‘Api okkoma rajavaru!’(we are all kinds) the lovely claim in Victor Ratnayake’s popular song doesn’t really materialize fully on the ground. There are times when people fill bigger than they are but life has a way of deflating ego, downsizing imagination and cutting down to real size. We are kings (and queens), all of us citizens, come election time. We are treated like royalty and are even referred to in such terms, but all that ends the moment the polls close.
Thereafter those who've barely stopped themselves from using the ‘Your Majesty’ on
all and sundry focus on whether or not they got enough preferential votes from
us kings and queens. Then the party
leaders enter the ring. Horse trading is
the name of the game. A president, chief
minister or chairman of a local government authority is crowned and we go back
to our ordinary lives of royalty-serving and suffering royal dictates.
The entreating is done and we are not part of the
caravan. That’s the bottom line.
So where do we the people go from here? Many can and will go on bended knee to the
elected.
That’s part of the story. What of the next election though? Do we want it to be yet another circus of
wide-grinned crowning and saluting all the way to the polling booth and a
hot-potato drop thereafter? Do we have a
choice?
There is democracy and democracy. There are the frills and
the substance, or rather the lack of substance.
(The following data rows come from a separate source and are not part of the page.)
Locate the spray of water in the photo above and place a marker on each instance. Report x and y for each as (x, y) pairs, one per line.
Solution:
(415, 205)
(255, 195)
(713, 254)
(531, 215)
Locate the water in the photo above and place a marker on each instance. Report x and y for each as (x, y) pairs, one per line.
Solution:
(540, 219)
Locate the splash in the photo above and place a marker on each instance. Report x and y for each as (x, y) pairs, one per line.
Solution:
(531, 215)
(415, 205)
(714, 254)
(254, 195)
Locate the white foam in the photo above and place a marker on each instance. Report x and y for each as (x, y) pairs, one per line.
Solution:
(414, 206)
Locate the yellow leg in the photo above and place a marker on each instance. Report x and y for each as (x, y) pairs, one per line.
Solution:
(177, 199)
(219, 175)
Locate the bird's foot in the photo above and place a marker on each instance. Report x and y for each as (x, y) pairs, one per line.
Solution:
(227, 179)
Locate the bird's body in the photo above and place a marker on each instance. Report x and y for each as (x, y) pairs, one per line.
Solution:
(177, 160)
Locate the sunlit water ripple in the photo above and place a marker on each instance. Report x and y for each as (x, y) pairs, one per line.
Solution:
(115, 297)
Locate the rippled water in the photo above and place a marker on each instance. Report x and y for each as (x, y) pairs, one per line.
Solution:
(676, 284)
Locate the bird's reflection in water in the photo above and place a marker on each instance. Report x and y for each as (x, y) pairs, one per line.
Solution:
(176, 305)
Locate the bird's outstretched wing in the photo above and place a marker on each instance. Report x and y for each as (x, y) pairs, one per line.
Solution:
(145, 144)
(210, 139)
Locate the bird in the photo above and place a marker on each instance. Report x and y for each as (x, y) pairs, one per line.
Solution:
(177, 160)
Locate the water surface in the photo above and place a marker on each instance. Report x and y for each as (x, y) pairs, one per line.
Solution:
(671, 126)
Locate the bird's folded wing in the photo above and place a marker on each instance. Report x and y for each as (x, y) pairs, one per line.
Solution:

Elections are exercises where we go to the polling stations
periodically, spend some seconds before a ballot box and mark a cross against
the name of preferred candidate. Who is
the ‘preferred candidate’? More often
than not, a crook or a thug or both. We
pick individuals who have invested bucks to obtain political office and who for
this reason will have to recover investment and hopefully obtain a surplus
before the next election comes around.
We do elect decent people, now and then, but they are a
rarity. We leave aside these
considerations and take refuge in things such as caste, party loyalty, ethnic
identity or religion. People, after all,
need to feel good even when they do meaningless things.
Should we not vote, then?
No, we should. The problem is
perhaps that we believe electoral politics begin when parliaments or councils are
dissolved and end with the announcement of results. The true work of the responsible and
politically inclined citizen ought to happen in the long period on either side
of these two political moments.
First, vigilance. We
can’t elect and then forget about the elected until the next election. We have to keep notes. We have to make the
notes public. We have to keep them on
their toes. We are citizens and voters
and by virtue of these we are also consumers of services the elected
facilitate. If they don’t deliver, we
have to call them out. If they dish out
rubbish, we must complain. Loudly.
We must blackball, individually and collectively, those who
step out of line. If we look the other
way because the incompetent or rule-twister is a party man or relative, or
because he/she has ‘compensated’ by personal favor or repaired a road, then we
are complicit in the larger politics of politician besting citizen. We lose the right to complain.
It all boils down to our sense of dignity and what kind of self-respect
we have. If there comes a day when each
and every elected official has to spend 24/7 watched by the citizens, we would
get better governance, I submit. Sure,
we have better things to do or at least more important things to do. That’s why it has to be a collective
effort. Like neighborhood crime watch
exercises.
The question is, do we really want our politicians to be
clean, or are we happy with soiled representatives?